De l’anthropologie à la guerre civile numérique (II), Anthropologie de l’Île de Houat, entretien réalisé le 21 mars 2016

Franck CORMERAIS

Votre étude sur les pêcheurs d’Houat vous a amené à interroger les techniques, en particulier par le biais des techniques du corps. Vous reliez la technologie avec la topographie imaginaire, posant ainsi le paradigme de la mesure.

Paul JORION

À seulement 15 kilomètres du rivage français, l’île de Houat m’est apparue comme une survivance inattendue d’un monde disparu. Elle n’a été électrifiée qu’en 1965. Certains habitants étaient morts de faim quelques années avant ma première visite, en 1973. L’île ne disposait pas de registres municipaux, mais uniquement de registres paroissiaux. En effet, malgré la présence d’un maire, le prêtre, appelé le Recteur, dirigeait un régime que les élèves de Le Play avaient qualifié, à juste titre, de « théocratie ». La récente interview d’un des prêtres recteurs officiant sur l’île dans les années soixante est sur ce point éclairante. Bien que la conversation ne soit pas à charge, il se défend de ses actes en prétextant le manque d’initiative du maire, empruntant de la sorte la rhétorique du pouvoir se justifiant par lui-même.
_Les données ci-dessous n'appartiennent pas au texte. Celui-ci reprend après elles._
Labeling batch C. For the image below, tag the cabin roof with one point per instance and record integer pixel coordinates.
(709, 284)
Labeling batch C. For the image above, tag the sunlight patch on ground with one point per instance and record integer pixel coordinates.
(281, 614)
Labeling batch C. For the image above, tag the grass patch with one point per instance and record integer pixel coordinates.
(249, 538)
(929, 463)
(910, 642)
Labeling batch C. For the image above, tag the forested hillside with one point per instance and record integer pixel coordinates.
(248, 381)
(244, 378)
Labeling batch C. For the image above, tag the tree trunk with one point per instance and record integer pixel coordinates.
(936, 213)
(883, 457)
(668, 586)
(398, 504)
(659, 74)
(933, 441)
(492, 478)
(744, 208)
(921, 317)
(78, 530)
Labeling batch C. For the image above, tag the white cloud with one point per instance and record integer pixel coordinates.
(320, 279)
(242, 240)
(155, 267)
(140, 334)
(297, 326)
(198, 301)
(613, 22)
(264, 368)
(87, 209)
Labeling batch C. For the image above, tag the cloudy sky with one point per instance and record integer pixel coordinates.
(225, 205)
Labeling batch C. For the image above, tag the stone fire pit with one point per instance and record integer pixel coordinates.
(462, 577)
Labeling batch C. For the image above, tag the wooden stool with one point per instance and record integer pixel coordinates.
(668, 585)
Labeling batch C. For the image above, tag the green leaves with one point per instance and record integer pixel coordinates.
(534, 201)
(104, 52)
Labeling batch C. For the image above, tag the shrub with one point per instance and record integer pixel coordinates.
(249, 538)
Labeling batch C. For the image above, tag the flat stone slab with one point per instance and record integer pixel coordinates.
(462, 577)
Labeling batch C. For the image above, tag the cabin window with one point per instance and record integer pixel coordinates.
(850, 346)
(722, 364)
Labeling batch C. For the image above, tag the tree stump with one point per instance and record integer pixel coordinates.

La population vivait donc massivement sous l’influence de l’Église. J’ai été sidéré de découvrir que sa structure présentait toutes les caractéristiques d’une démographie d’ancien régime qui avait disparu sur le continent à partir de 1789. L’analyse des naissances permettait, par exemple, de mettre en évidence deux périodes annuelles d’abstinence de 40 jours chacune, lors de l’Avent et du Carême.

D’un point de vue technologique, l’île vivait, au début des années soixante-dix, un bouleversement majeur. Le passage des bateaux à voile aux bateaux à moteur était certes intervenu antérieurement, au début des années vingt. Toutefois, l’introduction des radars, qui permettent de pêcher malgré le brouillard, et plus encore des sonars dédiés à la détection des bancs de poissons fut absolument déterminante. Ces technologies ont permis aux pêcheurs de passer rapidement de la pauvreté à la richesse. Toutefois, elles auront pour conséquence quasi immédiate la surexploitation des réserves et le ravage des fonds marins. Les pêcheurs d’Houat n’en sont pas les seuls responsables, étant par ailleurs les tenants de la tradition. La révolution technologique leur imposera de redoutables concurrents via l’introduction des filets pélagiques (filtrant un énorme volume en pleine eau) au sein de la flotte de pêche des Turballais (Loire-Atlantique) ou l’utilisation de dragues extrêmement robustes, ravageant les fonds.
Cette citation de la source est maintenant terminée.